[<prev] [next>] [<thread-prev] [thread-next>] [day] [month] [year] [list]
Message-ID: <3cb6ebc7-a2fd-42b3-8739-b00e28a09cb6@os.amperecomputing.com>
Date: Fri, 26 Sep 2025 16:48:14 +0800
From: Adam Li <adamli@...amperecomputing.com>
To: Chen Yu <yu.c.chen@...el.com>, Peter Zijlstra <peterz@...radead.org>,
Ingo Molnar <mingo@...hat.com>, K Prateek Nayak <kprateek.nayak@....com>,
"Gautham R . Shenoy" <gautham.shenoy@....com>
Cc: Vincent Guittot <vincent.guittot@...aro.org>,
Juri Lelli <juri.lelli@...hat.com>,
Dietmar Eggemann <dietmar.eggemann@....com>,
Steven Rostedt <rostedt@...dmis.org>, Ben Segall <bsegall@...gle.com>,
Mel Gorman <mgorman@...e.de>, Valentin Schneider <vschneid@...hat.com>,
Libo Chen <libo.chen@...cle.com>,
Madadi Vineeth Reddy <vineethr@...ux.ibm.com>,
Hillf Danton <hdanton@...a.com>, Shrikanth Hegde <sshegde@...ux.ibm.com>,
Jianyong Wu <jianyong.wu@...look.com>, Yangyu Chen <cyy@...self.name>,
Tingyin Duan <tingyin.duan@...il.com>, Vern Hao <vernhao@...cent.com>,
Len Brown <len.brown@...el.com>, Tim Chen <tim.c.chen@...ux.intel.com>,
Aubrey Li <aubrey.li@...el.com>, Zhao Liu <zhao1.liu@...el.com>,
Chen Yu <yu.chen.surf@...il.com>, linux-kernel@...r.kernel.org
Subject: Re: [RFC PATCH v4 26/28] sched: Do not enable cache aware scheduling
for process with large RSS
Hi Chen Yu,
Thanks for your work.
I tested the patch set on AmpereOne CPU with 192 cores.
With CONFIG_SCHED_CLUSTER enabled, and with certain firmware setting,
every eight cores will be grouped into a 'cluster' schedule domain
with 'SD_SHARE_LLC' flag.
However, these eight cores do *no* share L3 cache in this setup.
In exceed_llc_capacity() of this patch, we have 'llc = l3_leaf->size',
'llc' will be zero if there is *no* L3 cache.

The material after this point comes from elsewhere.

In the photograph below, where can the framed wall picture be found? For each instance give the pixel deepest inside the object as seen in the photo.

So exceed_llc_capacity() will be true and 'Cache Aware Scheduling' will
not work. Please see details bellow.
I read in patch 01/28 "sched: Cache aware load-balancing" [1],
Peter mentioned:
"It is an attempt at modelling cache affinity -- and while the patch
really only targets LLC, it could very well be extended to also apply to
clusters (L2). Specifically any case of multiple cache domains inside a
node".
Do you have any idea how we can apply the cache aware load-balancing
to clusters? The cores in the cluster may share L2 or LLC tags.

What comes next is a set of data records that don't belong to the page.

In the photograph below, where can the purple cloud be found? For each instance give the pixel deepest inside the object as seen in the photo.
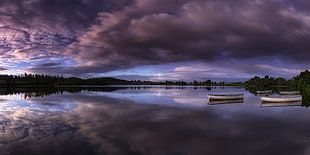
(149, 33)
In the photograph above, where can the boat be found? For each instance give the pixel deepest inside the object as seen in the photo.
(264, 92)
(280, 104)
(214, 102)
(295, 98)
(289, 92)
(225, 96)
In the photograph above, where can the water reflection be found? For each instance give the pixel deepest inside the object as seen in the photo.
(149, 121)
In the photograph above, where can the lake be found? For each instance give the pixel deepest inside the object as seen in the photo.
(152, 120)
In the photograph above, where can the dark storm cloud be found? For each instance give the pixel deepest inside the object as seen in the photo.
(43, 25)
(148, 32)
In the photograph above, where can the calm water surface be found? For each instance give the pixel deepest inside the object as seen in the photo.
(153, 120)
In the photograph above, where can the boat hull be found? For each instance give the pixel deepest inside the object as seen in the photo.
(225, 96)
(289, 92)
(214, 102)
(282, 99)
(280, 104)
(264, 92)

[1]: https://lore.kernel.org/all/9157186cf9e3fd541f62c637579ff736b3704c51.1754712565.git.tim.c.chen@linux.intel.com/
On 8/9/2025 1:08 PM, Chen Yu wrote:
> It has been reported that when running memory-intensive workloads
> such as stream, sched_cache may saturate the memory bandwidth on
> the preferred LLC.
>
> To prevent this from happening, evaluate the process's memory
> footprint by checking the size of RSS (anonymous pages and shared
> pages) and comparing it to the size of the LLC. If the former is
> larger, skip cache-aware scheduling. This is because if tasks
> do not actually share data, aggregating tasks with large RSS will
> likely result in cache contention and performance depredation.
>
> However, in theory, RSS is not the same as memory footprint.
> This is just an estimated approach to prevent over-aggregation.

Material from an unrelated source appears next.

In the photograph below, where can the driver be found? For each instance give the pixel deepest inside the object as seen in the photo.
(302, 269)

> The default behavior is to strictly compare the size of RSS with
> the size of the LLC. The next patch will introduce a user-provided
> hint to customize this comparison.
>
> Reported-by: K Prateek Nayak <kprateek.nayak@....com>
> Co-developed-by: Tim Chen <tim.c.chen@...ux.intel.com>
> Signed-off-by: Tim Chen <tim.c.chen@...ux.intel.com>
> Signed-off-by: Chen Yu <yu.c.chen@...el.com>
> Signed-off-by: Tim Chen <tim.c.chen@...ux.intel.com>
> ---
> kernel/sched/fair.c | 47 ++++++++++++++++++++++++++++++++++++++++++---
> 1 file changed, 44 insertions(+), 3 deletions(-)
>
> diff --git a/kernel/sched/fair.c b/kernel/sched/fair.c
> index 4bf794f170cf..cbda7dad1305 100644
> --- a/kernel/sched/fair.c
> +++ b/kernel/sched/fair.c
> @@ -1205,6 +1205,34 @@ static inline int pref_llc_idx(struct task_struct *p)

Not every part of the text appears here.